Anything you donate to the three area Vintage Values locations will most likely go to help someone unless it is unsafe or unsanitary, said Billie Blackwell, general retail manager of the stores.
“I have personally seen items donated with dirty needles in the pockets, blood stains on sheets and underwear,” she said. “Anything that could potentially ruin other items or be a threat to the people in the back room are carefully removed, quickly. Last week we found a grenade in one of the bags. We did not throw that away. We called the police on that one.

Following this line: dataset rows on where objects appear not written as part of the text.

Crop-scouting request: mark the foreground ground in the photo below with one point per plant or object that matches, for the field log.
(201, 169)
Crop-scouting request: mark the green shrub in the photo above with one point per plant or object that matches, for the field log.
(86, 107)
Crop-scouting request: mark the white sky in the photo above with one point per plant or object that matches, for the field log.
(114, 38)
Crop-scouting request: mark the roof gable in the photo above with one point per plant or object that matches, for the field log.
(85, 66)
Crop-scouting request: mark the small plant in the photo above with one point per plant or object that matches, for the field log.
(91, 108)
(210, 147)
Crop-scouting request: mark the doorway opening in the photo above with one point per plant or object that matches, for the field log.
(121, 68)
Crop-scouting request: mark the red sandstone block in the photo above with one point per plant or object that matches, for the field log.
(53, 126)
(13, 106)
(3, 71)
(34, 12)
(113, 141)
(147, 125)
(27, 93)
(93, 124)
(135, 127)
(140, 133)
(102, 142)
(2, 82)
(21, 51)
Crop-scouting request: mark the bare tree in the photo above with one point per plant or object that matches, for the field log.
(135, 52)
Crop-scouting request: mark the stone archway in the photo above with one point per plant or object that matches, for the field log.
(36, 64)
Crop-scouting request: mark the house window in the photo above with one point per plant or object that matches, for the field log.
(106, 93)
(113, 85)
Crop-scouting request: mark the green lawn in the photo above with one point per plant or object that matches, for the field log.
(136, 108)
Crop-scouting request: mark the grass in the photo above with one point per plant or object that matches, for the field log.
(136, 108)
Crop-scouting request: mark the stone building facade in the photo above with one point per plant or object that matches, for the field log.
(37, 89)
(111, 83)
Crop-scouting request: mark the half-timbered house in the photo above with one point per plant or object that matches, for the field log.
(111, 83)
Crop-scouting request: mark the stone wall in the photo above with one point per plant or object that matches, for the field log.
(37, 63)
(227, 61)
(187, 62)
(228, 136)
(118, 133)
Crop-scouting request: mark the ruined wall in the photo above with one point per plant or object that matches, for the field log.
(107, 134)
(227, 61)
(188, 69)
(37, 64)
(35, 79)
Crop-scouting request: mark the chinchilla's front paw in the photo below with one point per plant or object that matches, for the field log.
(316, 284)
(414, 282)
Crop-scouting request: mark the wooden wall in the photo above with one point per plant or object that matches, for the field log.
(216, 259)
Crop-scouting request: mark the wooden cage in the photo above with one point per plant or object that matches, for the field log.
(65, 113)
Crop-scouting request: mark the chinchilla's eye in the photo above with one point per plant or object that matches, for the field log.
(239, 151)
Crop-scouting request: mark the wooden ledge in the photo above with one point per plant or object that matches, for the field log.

“Years ago, we ran into a situation where The Salvation Army refused to pick up from us because of a donation that was covered with kerosene,” she added. “That, of course, ruined everything around it. We certainly don’t want to cause that kind of problem for anyone. Our relationships with other organizations are extremely important to us. Not only do we work to cultivate new ones, we want to build strong working ties with everyone possible in the community.”
After arriving at Vintage Values, donations go through a processing system to check for tears, stains, bad odors and violent slang, Blackwell said. Items that pass the inspection are hung, steamed and placed on the retail floor for sale, she added.
Vintage Values contacts a variety of other organizations to see if they want items that cannot be used there, Blackwell said. “Our goal is to find homes or recycle as many items as possible,” she added.